In this blog series, our Executive Director Ben Taylor highlights a selection of cybersecurity, physical security, health or natural threat related stories relevant to the cannabis industry.


Cyberattack Leaves Ontario Cannabis Store Unable to Fill Orders

The Ontario Cannabis Store (OCS), the monopoly wholesaler of adult-use marijuana in Canada’s most valuable market, suspended deliveries to stores after a cyberattack on the parent company of contractor Domain Logistics, which operates the OCS distribution center. The attack occurred “late on Friday August 5,” according to an email the OCS sent Monday night to Ontario retailers. OCS said it is working with Domain Logistics and independent cyber-security experts to determine the extent of the breach, adding that there is no evidence that its computer systems were targeted or that customer data has been compromised.

“The Ontario Cannabis Store’s distribution centre is in the process of returning to operational status,” the government-run cannabis distributor said on its website late Wednesday afternoon. “A small number of deliveries from the distribution centre will be made later today, beginning with the delivery of the orders that were impacted at the time of shut down.”

There are two important security takeaways that we want focus on from this story.
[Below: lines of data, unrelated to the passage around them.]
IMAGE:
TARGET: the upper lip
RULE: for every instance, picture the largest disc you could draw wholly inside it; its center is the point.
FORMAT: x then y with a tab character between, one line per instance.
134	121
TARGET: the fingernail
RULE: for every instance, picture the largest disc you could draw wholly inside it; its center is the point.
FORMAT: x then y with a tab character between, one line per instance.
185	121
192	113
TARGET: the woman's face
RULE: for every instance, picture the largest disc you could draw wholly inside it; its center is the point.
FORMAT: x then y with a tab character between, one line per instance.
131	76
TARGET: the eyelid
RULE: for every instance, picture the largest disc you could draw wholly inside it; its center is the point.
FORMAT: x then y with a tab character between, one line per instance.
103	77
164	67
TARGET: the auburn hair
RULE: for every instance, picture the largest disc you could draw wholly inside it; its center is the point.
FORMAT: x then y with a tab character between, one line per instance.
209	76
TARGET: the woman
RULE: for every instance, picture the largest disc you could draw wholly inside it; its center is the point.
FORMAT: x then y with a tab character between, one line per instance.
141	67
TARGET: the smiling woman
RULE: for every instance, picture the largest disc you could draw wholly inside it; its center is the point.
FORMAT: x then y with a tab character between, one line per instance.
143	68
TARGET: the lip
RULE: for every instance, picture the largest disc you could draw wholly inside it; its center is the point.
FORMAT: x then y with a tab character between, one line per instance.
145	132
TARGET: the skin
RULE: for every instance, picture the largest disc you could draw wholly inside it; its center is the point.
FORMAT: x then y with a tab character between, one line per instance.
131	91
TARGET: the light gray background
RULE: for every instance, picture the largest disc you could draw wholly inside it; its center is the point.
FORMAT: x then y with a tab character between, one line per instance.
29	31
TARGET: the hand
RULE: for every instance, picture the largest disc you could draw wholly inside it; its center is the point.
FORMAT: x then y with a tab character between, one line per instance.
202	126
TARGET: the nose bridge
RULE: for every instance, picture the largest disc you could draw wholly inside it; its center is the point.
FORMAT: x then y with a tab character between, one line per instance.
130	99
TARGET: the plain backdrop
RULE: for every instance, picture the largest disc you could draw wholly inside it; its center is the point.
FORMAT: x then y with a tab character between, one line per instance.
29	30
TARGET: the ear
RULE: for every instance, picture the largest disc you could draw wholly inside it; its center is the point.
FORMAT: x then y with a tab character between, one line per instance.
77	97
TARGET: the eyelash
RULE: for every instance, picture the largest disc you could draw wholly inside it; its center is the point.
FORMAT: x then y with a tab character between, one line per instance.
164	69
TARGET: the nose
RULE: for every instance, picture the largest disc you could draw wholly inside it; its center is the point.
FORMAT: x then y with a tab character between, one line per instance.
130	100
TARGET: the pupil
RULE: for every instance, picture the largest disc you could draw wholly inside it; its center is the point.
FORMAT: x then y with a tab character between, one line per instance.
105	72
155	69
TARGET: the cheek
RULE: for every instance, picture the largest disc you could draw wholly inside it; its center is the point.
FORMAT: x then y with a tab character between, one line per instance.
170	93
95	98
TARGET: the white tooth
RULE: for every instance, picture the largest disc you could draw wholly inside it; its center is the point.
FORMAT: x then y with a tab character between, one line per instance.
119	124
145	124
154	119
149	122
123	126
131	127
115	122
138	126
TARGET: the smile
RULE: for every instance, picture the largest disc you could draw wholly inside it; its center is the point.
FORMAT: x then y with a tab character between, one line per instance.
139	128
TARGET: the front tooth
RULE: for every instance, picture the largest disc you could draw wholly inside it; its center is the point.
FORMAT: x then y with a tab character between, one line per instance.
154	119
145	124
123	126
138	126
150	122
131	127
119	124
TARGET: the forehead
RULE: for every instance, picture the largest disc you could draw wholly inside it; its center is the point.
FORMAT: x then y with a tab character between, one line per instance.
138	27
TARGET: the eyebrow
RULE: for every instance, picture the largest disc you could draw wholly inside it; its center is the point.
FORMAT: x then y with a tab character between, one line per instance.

  1. Blended Threats! Gate 15 defines a blended threat as “a natural, accidental, or purposeful physical or cyber danger that has or indicates the potential to have crossover impacts and harm life, information, operations, the environment, and/or property.” When analyzing threats and working to mitigate risks, it is important to understand how these threats can move from one arena into another. The biggest mistake an organization can make when facing cybersecurity incident is to strictly think of it as an IT issue. The OCS examples shows very clearly how a cyber incident can have implications on physical operations. We will have more on blended threats later in the blog post.
  2. Third Party Security! As our organizations scale up and we begin to connect with more and more third party vendors, each of those connections opens up a new security risk for our organization. Maintaining a proper understanding of our business connections, as well as properly vetting our business partners is crucial to ensure sensitive business and customer data remains secure. The National Institute of Standards and Technology (NIST) has developed a Risk Management Framework. The Risk Management Framework provides a process that integrates security, privacy, and cyber supply chain risk management activities into the system development life cycle. The risk-based approach to control selection and specification considers effectiveness, efficiency, and constraints due to applicable laws, directives, Executive Orders, policies, standards, or regulations. Managing organizational risk is paramount to effective information security and privacy programs; the RMF approach can be applied to new and legacy systems, any type of system or technology (e.g., IoT, control systems), and within any type of organization regardless of size or sector. Gartner has indicated that “More than 80% of legal and compliance leaders tell us that third-party risks were identified after initial onboarding and due diligence, suggesting traditional due diligence methods in risk management policy fail to capture new and evolving risks.” Their Third Party Risk Management ebook is available for free download and may be a useful resource. Total Security Advisor also recently discussed “9 Pro Tips to Protect a Growing Industry” in which they outline several key steps organizations can do to enhance their cybersecurity. 
CISA Releases 2021 Top Malware Strains

This joint Cybersecurity Advisory (CSA) was coauthored by the Cybersecurity and Infrastructure Security Agency (CISA) and the Australian Cyber Security Centre (ACSC). This advisory provides details on the top malware strains observed in 2021. Malware, short for “malicious software,” can compromise a system by performing an unauthorized function or process. Malicious cyber actors often use malware to covertly compromise and then gain access to a computer or mobile device. Some examples of malware include viruses, worms, Trojans, ransomware, spyware, and rootkits.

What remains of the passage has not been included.